Within-group quotas (Top N per group)
A table has multiple rows per key value, and you need to retrieve, say, the first or earliest two rows per key. For example:
DROP TABLE IF EXISTS test;
CREATE TABLE test( id INT, entrydate DATE );
INSERT INTO test VALUES
( 1, '2024-5-01' ),( 1, '2024-5-02' ),( 1, '2024-5-03' ),( 1, '2024-5-04' ),
( 1, '2024-5-05' ),( 1, '2024-5-06' ),( 2, '2024-6-01' ),( 2, '2024-6-02' ),
( 2, '2024-6-03' ),( 2, '2024-6-04' ),( 3, '2024-7-01' ),( 3, '2024-7-02' ),
( 3, '2024-7-03' );
One approach is to rank rows with user variables and pick off the top two for each key in the WHERE
clause:
SELECT tmp.ID, tmp.entrydate
FROM (
SELECT
ID, entrydate,
IF( @prev <> ID, @rownum := 1, @rownum := @rownum+1 ) AS rank,
@prev := ID
FROM test t
JOIN (SELECT @rownum := NULL, @prev := 0) AS r
ORDER BY t.ID
) AS tmp
WHERE tmp.rank <= 2
ORDER BY ID, entrydate;
+------+------------+
| ID | entrydate |
+------+------------+
| 1 | 2007-05-01 |
| 1 | 2007-05-02 |
| 2 | 2007-06-03 |
| 2 | 2007-06-04 |
| 3 | 2007-07-01 |
| 3 | 2007-07-02 |
+------+------------+
This is pretty much the same query pattern as the user variable method of emulating Row_Number(). The join in the subquery is just a device for resetting the variables after reading a row.
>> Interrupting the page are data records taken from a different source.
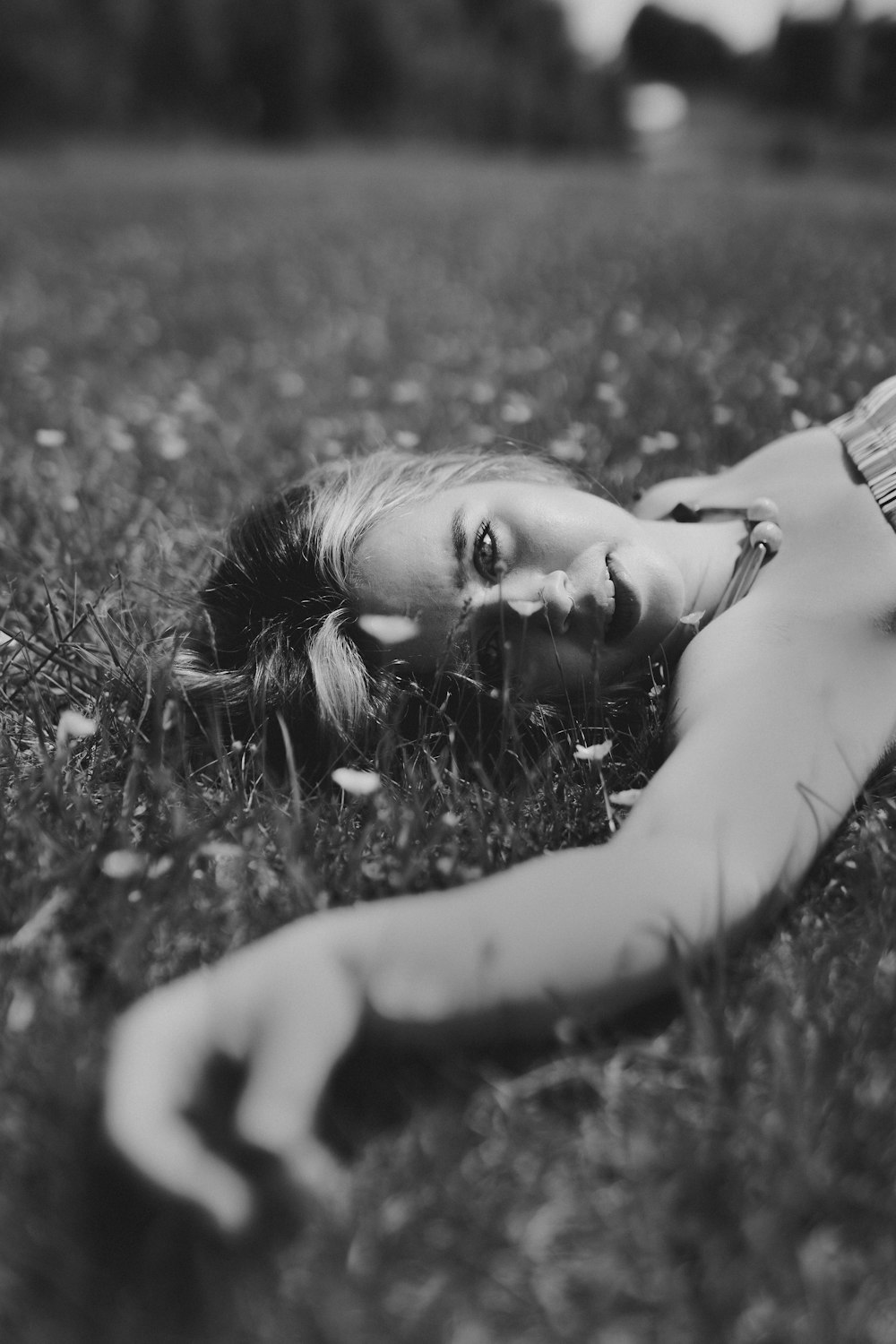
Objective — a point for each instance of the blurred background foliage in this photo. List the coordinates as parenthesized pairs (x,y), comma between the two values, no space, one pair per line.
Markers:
(500,73)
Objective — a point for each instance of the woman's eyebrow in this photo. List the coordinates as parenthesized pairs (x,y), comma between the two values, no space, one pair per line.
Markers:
(458,546)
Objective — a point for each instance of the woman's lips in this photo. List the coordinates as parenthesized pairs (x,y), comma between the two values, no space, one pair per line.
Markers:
(626,605)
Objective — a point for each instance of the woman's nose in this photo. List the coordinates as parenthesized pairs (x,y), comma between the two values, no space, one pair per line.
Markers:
(557,604)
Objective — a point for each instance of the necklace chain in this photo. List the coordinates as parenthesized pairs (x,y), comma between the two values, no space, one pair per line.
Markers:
(762,540)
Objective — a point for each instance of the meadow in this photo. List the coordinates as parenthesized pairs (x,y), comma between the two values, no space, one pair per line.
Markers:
(182,330)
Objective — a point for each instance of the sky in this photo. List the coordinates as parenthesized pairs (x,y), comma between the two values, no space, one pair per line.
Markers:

If the groups are fairly small, another feasible approach is to self-join and count. With appropriate ordering, the first two rows per ID
are the rows which, for a given ID
, have two or fewer rows with earlier dates. If we use an inequality join with the COUNT(*)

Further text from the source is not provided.